HCLTech Q2FY25 Preview
What factors are driving the earnings?
1) Revenue Growth: ac says Centrum Broking. Although the divestment of the State Street BPO business and a potential slowdown in the products segment may dampen the topline, deal wins might buffer this.
Back in April, HCLTech's UK subsidiary divested its entire 49 percent stake in a joint venture with State Street International Holdings for $172.5 million (approximately Rs 1,438 crore).
2) Margins: According to Moneycontrol's estimates, EBIT margins are set to expand by 70 basis points QoQ, due to favourable seasonal trends, improved business mix, and an absence of visa costs. "Margins are expected to expand by over 90 basis points QoQ due to the absence of productivity passbacks last quarter and operational efficiencies," said Phillip Capital.
3) Guidance: The majority of brokerages expect HCLTech to maintain its FY25 revenue growth guidance in constant currency at 3-5 percent. However, BNP Paribas predicts the company to raise the lower end of its FY25 revenue guidance from 3-5 percent to 4-5 percent in constant currency terms. Most analysts agree that the EBIT margin guidance will remain steady at 18-19 percent.
HCLTech Q2FY25 Estimates
What to look out for in the quarterly show?

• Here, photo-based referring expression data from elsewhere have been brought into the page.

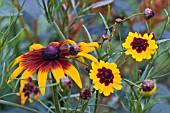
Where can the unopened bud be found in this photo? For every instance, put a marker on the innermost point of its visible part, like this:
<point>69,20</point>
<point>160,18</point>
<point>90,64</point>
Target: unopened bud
<point>88,68</point>
<point>65,83</point>
<point>74,49</point>
<point>148,13</point>
<point>118,20</point>
<point>148,87</point>
<point>85,93</point>
<point>104,37</point>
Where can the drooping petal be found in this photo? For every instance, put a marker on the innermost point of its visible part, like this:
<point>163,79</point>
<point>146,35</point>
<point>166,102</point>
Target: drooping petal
<point>36,47</point>
<point>71,71</point>
<point>88,56</point>
<point>57,71</point>
<point>16,73</point>
<point>42,76</point>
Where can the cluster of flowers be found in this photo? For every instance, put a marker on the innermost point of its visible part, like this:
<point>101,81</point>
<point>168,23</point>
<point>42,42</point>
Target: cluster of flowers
<point>54,58</point>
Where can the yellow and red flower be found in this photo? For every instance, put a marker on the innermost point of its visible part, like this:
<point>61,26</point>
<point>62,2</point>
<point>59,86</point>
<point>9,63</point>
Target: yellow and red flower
<point>106,77</point>
<point>148,87</point>
<point>82,49</point>
<point>43,59</point>
<point>27,87</point>
<point>140,47</point>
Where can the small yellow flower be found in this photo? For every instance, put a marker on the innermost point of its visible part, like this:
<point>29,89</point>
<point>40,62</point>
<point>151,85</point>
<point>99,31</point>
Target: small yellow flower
<point>52,58</point>
<point>27,88</point>
<point>82,49</point>
<point>140,47</point>
<point>148,88</point>
<point>106,77</point>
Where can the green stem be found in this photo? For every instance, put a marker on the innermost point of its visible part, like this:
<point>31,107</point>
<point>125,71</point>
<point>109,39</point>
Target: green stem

Investors will be keenly watching for updates on HCLTech's deal pipeline, hiring plans, and the company's outlook on both its services and software segments. Analysts will also watch for performance updates in key verticals like ER&D, telecom, and BFSI, as well as commentary on demand recovery in discretionary spending, client budgets, and AI-driven investments.
On October 11, HCLTech's shares closed 1.7 percent higher at Rs 1,840.